今回は、「irony」と「sarcasm」の違いです。どちらも「皮肉」という訳語が当てられがちですが、どちらも同じなのでしょうか?実は、この2つの言葉の間には大事な違いがあります。早速見てみましょう。
「irony」と「sarcasm」の意味の違い
どちらもよく似ています。ですので、英語で、英語話者のために書かれた説明を参考にしましょう。Bryson’s Dictionary of Troublesome Words…によると、以下の通りです。
Irony is the use of words to convey a contradiction between the literal and intended meanings.
日本語にすると「“irony”は、文字通りの意味と意図される意味の間の矛盾を伝えるために、言葉を使用すること」です。
そして、「sarcasm」については以下の通りです。
Sarcasm is very like irony except that it is more stinging.
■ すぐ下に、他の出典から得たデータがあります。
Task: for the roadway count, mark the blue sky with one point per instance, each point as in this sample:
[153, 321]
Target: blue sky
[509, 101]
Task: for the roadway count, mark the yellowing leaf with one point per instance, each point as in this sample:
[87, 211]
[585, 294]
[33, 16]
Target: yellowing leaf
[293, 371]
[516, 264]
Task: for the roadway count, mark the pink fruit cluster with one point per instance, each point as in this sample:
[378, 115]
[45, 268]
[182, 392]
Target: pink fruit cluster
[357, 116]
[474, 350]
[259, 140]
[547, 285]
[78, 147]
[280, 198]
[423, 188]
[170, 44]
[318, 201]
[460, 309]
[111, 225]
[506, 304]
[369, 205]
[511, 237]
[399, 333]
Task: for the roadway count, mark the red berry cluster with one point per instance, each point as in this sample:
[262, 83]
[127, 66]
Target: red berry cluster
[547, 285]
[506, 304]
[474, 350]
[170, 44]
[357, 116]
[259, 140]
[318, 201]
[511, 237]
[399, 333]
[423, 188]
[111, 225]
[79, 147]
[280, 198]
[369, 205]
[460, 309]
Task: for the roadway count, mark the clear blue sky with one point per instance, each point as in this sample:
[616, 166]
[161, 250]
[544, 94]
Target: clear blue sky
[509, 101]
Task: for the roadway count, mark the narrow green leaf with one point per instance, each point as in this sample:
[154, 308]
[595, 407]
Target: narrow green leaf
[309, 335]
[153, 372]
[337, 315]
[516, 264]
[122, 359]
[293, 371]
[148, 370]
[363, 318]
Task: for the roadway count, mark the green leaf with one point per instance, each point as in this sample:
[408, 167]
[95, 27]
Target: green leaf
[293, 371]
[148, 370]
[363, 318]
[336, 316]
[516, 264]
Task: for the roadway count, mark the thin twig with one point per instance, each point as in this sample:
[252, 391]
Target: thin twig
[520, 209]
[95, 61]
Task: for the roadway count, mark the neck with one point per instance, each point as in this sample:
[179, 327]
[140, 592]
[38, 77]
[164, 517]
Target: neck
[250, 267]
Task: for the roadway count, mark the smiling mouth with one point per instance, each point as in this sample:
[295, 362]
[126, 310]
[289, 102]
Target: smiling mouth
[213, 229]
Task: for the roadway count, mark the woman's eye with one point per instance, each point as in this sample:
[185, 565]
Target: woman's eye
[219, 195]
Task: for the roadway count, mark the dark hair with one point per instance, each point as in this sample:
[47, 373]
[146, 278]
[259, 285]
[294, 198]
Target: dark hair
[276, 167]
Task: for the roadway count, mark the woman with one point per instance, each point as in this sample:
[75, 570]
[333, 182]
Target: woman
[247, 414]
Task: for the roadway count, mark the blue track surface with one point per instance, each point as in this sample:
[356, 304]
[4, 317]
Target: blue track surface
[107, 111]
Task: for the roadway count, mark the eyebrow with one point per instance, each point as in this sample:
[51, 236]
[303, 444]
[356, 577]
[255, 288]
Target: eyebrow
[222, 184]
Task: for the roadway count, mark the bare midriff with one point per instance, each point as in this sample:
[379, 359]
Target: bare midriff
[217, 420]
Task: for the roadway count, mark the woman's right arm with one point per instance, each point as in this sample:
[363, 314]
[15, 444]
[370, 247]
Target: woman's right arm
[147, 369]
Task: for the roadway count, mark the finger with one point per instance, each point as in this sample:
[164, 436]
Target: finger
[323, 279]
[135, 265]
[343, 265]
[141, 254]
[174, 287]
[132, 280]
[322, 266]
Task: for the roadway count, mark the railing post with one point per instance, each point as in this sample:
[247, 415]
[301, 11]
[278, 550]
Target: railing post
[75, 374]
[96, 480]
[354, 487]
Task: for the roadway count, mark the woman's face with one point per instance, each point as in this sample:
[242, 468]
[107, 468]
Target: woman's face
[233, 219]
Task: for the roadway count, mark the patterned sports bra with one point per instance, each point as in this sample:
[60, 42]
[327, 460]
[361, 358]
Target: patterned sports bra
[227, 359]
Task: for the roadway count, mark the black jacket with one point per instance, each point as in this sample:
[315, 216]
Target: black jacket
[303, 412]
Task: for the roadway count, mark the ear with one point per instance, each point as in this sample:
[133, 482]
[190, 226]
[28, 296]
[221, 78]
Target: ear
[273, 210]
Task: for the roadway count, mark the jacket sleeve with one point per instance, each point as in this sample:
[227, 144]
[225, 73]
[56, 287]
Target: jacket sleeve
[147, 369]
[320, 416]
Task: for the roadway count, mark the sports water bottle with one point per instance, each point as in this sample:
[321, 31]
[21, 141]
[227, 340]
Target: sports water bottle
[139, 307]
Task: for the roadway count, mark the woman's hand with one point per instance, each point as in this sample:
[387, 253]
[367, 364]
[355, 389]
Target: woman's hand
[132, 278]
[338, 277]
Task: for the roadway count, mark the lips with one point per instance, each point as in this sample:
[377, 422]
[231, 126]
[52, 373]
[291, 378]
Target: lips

日本語にすると「“sarcasm”は、それがより辛辣であることを除いて、“irony”に類似する」とのことです。
つまり、両者の間には、態度の違いがあります。辛辣であるかどうか。
「irony」と「sarcasm」の態度の違い
態度の違いについては、以下のように説明されています。
Whereas the primary intent behind irony is to amuse, with sarcasm it is to wound or score points.
日本語では「“irony”の背後にある主な目的は人を楽しませることであり、一方で、“sarcasm”は人を傷つけたり、出し抜いたり、感心させようとしたりすること」ということです。
このように、両者の間には明らかな違いがありますね。一方は、楽しさのためのもの。もう一方は、より攻撃的であったり、狡猾であったりするもの。だからこそ、この2つの言葉を混同しないようにしましょう。
両者の大事な違い
有名な『ironic』という歌の大間違いについて
せっかくなので、かの有名なアラニス・モリセットという歌手の大ヒットソング『ironic』にも触れておきましょう。実は、この曲、タイトルが『ironic』なのに、歌手に登場する「ironic」の使い方が全部間違っているのです。恐怖ですね。
よく聞くのですが(妻が歌うことが多い)、耳にするたびに「ん?」と思っていました。そして今回調べてみると、やっぱりそうでした。その中身をご紹介します。
A traffic jam when you’re already late
A no-smoking sign on your cigarette break
It’s like ten thousand spoons when all you need is a knife
日本語にすると、以下の通りです。
- 遅れている時に巻き込まれる交通渋滞
- たばこ休憩をとったのに禁煙の看板が
- ナイフが欲しい時に、スプーンなら1万本くらいある
その後「And isn’t it ironic… don’t you think?(皮肉だと思いません?)」と続きます。こう問われたら、もう答えは一つですね。「NO」です。皮肉だとは思いません。ただの、かわいそうな状況です。
歌詞には、このように彼女の考える「皮肉」な例がたくさん出てくるのですが、そのどれもが「まあ、かわいそうだよね」というもので、決して皮肉なものではありません。
歌に「ironic」という名前をつけて、そうと思われる例を列挙して、その全てが実は「ironic」ではないという全体的な状況が「ironic」です。そのような意味では、ひょっとすると、彼女はものすごい天才なのかもしれません(←「sarcasm」)。
もちろん彼女をせめるつもりはありません。歌自体は素敵ですので、お時間がありましたらお聴き下さい。